Each state is different.


----------



## Runningwolf (Jan 9, 2014)

vacuumpumpman said:


> I believe this is correct answer - You are allowed to make whatever the yeast will produce - legally ( which we all know that they can not reach above 22 %)
> any part of distillation including freezing is also illegal. So purchasing a higher content of alcohol and adding it to your homemade wine - there should be no question that it is legal.
> 
> The only time it might be illegal if you try and sell it of course !!





jamesngalveston said:


> Runningwolf, i am talking about what you can make at home, as a home winemaker, not a commercial sales agent.
> Each state is different.



I understand that but I know Steve is accurate. I also know some states have hokey pokey laws and that is why I am asking you to copy and paste on here for all to read and post the source. Federal Laws allow Two adults (same household ) to make 200 gallons but there are states that make the limit less. This is why I'm interested for the sake of the members here.


----------



## jamesngalveston (Jan 9, 2014)

jack kellars web site:
In the United States, there are severe restrictions against fortifying wines at home. I am not familiar with the revelvant laws of most states, but I do know that in Texas homemade wine may not be distilled, fortified, or otherwise altered to increase its alcohol content. Be aware of the laws in your state before making port wine. Thus, the laws of Texas only allow one kind of port winemaking, and that is through fermentation -- start to finish

I did not know that...


----------



## RegionRat (Jan 9, 2014)

I feel as a home wine maker I can blend any % of any store bought alcohol with anything I want and call it what ever. Example. If I take 4oz of Everclear and mix it with 1 oz wine, put it in a glass and call it Port so what. Did I break a law, I dont think so.

I think there laws that are in place for commercial wine makers and what they can legally call their finished produce. That's why Dairy Queen cant call the product they serve 'Ice Cream.' It doent have enough milk fat to fit the legal definition as ice cream.

http://www.winespectator.com/webfeature/show/id/49008

My 2cents

RR


----------



## jamesngalveston (Jan 9, 2014)

Thig..this is for texas:
State Law: Legal Amounts of Homemade Wine

Texas law regarding homemade wine amends federal law. The state of Texas permits 200 gallons or less in one calendar year for the head of household (married or single) who has attained the age of 21.

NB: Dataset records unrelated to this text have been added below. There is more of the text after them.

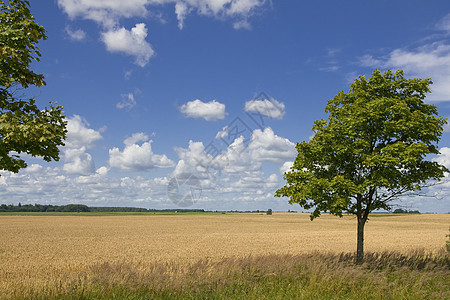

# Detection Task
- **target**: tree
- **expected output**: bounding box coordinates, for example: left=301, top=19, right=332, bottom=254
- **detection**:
left=0, top=0, right=67, bottom=172
left=276, top=70, right=448, bottom=263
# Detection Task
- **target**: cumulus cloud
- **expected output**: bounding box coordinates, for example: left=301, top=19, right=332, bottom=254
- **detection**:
left=61, top=115, right=102, bottom=175
left=65, top=115, right=102, bottom=148
left=116, top=93, right=136, bottom=110
left=248, top=127, right=297, bottom=163
left=280, top=161, right=294, bottom=175
left=109, top=132, right=175, bottom=171
left=65, top=26, right=86, bottom=42
left=57, top=0, right=268, bottom=67
left=180, top=99, right=226, bottom=121
left=58, top=0, right=149, bottom=27
left=63, top=147, right=95, bottom=175
left=360, top=14, right=450, bottom=101
left=102, top=23, right=155, bottom=67
left=244, top=99, right=285, bottom=120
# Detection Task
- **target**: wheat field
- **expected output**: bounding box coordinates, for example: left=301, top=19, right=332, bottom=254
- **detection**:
left=0, top=213, right=450, bottom=298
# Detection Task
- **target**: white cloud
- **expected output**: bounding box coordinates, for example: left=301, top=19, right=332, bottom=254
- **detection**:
left=102, top=23, right=155, bottom=67
left=248, top=127, right=297, bottom=163
left=63, top=147, right=95, bottom=175
left=65, top=26, right=86, bottom=41
left=244, top=99, right=285, bottom=119
left=216, top=126, right=228, bottom=139
left=180, top=99, right=226, bottom=121
left=116, top=93, right=136, bottom=110
left=58, top=0, right=149, bottom=27
left=57, top=0, right=269, bottom=67
left=61, top=115, right=102, bottom=175
left=58, top=0, right=268, bottom=29
left=65, top=115, right=102, bottom=148
left=280, top=161, right=294, bottom=175
left=109, top=133, right=175, bottom=171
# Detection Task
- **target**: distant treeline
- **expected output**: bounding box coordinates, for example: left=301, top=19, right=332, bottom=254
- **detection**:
left=392, top=208, right=420, bottom=214
left=0, top=203, right=204, bottom=212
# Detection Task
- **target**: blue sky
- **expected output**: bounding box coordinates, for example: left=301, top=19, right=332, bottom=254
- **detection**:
left=0, top=0, right=450, bottom=212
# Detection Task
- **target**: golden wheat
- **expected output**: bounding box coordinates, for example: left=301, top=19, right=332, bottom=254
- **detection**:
left=0, top=213, right=450, bottom=298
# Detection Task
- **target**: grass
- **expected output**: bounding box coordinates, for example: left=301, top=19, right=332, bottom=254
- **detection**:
left=0, top=213, right=450, bottom=299
left=8, top=251, right=450, bottom=299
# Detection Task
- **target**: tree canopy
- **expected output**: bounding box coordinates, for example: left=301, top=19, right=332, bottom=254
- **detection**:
left=0, top=0, right=66, bottom=172
left=276, top=70, right=448, bottom=261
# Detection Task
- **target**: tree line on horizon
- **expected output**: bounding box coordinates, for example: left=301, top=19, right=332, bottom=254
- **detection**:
left=0, top=202, right=205, bottom=212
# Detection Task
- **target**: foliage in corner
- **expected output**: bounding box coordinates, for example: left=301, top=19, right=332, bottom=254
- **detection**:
left=0, top=0, right=67, bottom=172
left=276, top=70, right=448, bottom=261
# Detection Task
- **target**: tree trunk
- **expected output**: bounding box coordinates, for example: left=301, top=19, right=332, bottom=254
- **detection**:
left=356, top=217, right=366, bottom=264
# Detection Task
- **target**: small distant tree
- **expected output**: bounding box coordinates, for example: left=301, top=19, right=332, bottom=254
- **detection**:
left=0, top=0, right=66, bottom=172
left=276, top=70, right=448, bottom=263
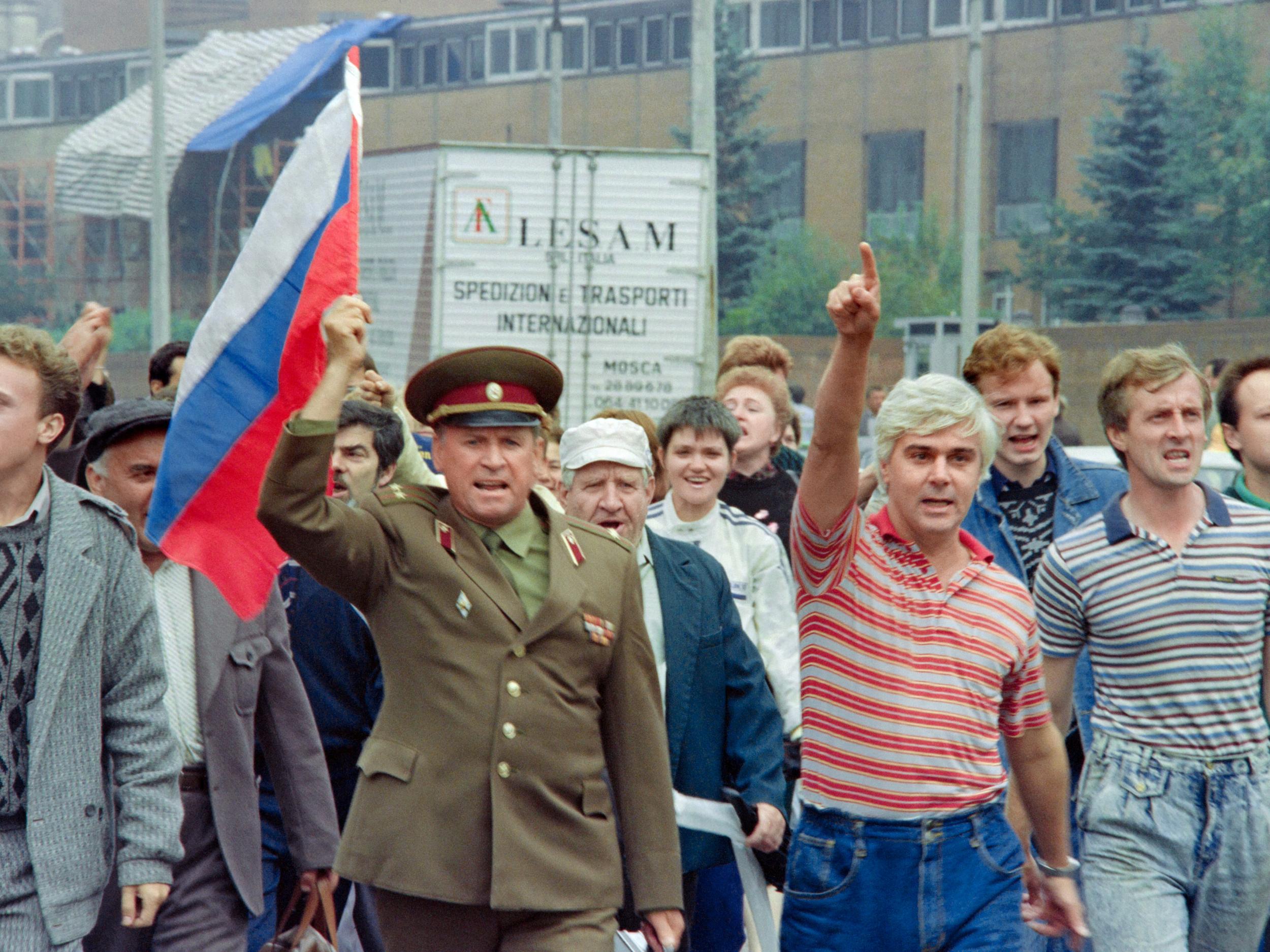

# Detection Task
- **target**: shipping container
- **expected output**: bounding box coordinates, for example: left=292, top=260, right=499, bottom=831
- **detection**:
left=361, top=144, right=713, bottom=426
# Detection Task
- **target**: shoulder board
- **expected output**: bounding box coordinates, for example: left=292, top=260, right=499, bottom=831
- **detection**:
left=375, top=482, right=437, bottom=513
left=565, top=515, right=635, bottom=552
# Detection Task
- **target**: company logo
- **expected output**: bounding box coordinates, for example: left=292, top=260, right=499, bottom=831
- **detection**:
left=452, top=188, right=512, bottom=245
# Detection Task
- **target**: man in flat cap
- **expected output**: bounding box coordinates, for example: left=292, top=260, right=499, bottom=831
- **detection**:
left=84, top=400, right=339, bottom=952
left=259, top=297, right=683, bottom=952
left=560, top=419, right=785, bottom=949
left=0, top=324, right=180, bottom=952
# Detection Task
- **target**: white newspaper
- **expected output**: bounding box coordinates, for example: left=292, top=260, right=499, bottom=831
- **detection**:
left=614, top=791, right=780, bottom=952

State Alcoholic Beverages Control Agency

Texas Alcoholic Beverage Commission
5806 Mesa Dr.
Austin, TX 78731
Phone: 512.206.3254
Fax: 512.206.3274

mailing address:
P.O. Box 13127
Austin, TX 78711

Statute Title & Description

Texas Alcohol Beverage Code

Title 1 Chapter 1 Section 1.04. Definitions

“Alcoholic beverage” means alcohol, or any beverage containing more than one-half of one percent of alcohol by volume, which is capable of use for beverage purposes, either alone or when diluted.

“Illicit beverage” means an alcoholic beverage:

(A) manufactured, distributed, bought, sold, bottled, rectified, blended, treated, fortified, mixed, processed, warehoused, stored, possessed, imported, or transported in violation of this code;
(B) on which a tax imposed by the laws of this state has not been paid and to which the tax stamp, if required, has not been affixed; or
(C) possessed, kept, stored, owned, or imported, with intent to manufacture, sell, distribute, bottle, rectify, blend, treat, fortify, mix, process, warehouse, store, or transport in violation of this code.


----------



## jamesngalveston (Jan 9, 2014)

go here for your state:
http://blog.americanwinegrape.com/index.php/category/wine-making-guide/homewinemaking/page/2/


----------



## Runningwolf (Jan 9, 2014)

James what the heck does that have to do with anything? It says nothing about blending wine and legally purchased spirits to make port. That is the point you brought up that everyone is debating and wants to see where it came from. You have not produced any such thing. I feel it's important for those effected to be able to read it for themselves.


----------



## Thig (Jan 9, 2014)

If that is true then nearly every cocktail made would be illegal.


----------



## JohnT (Jan 10, 2014)

jamesngalveston said:


> Runningwolf, i am talking about what you can make at home, as a home winemaker, not a commercial sales agent.
> Each state is different.


 

James, 

I think that you are safe to make port to any strength provided that you purchase your fortifier. You are fermenting wine legally, then simply adding legal hooch (that you did not manufacture) to it without the intent to sell it.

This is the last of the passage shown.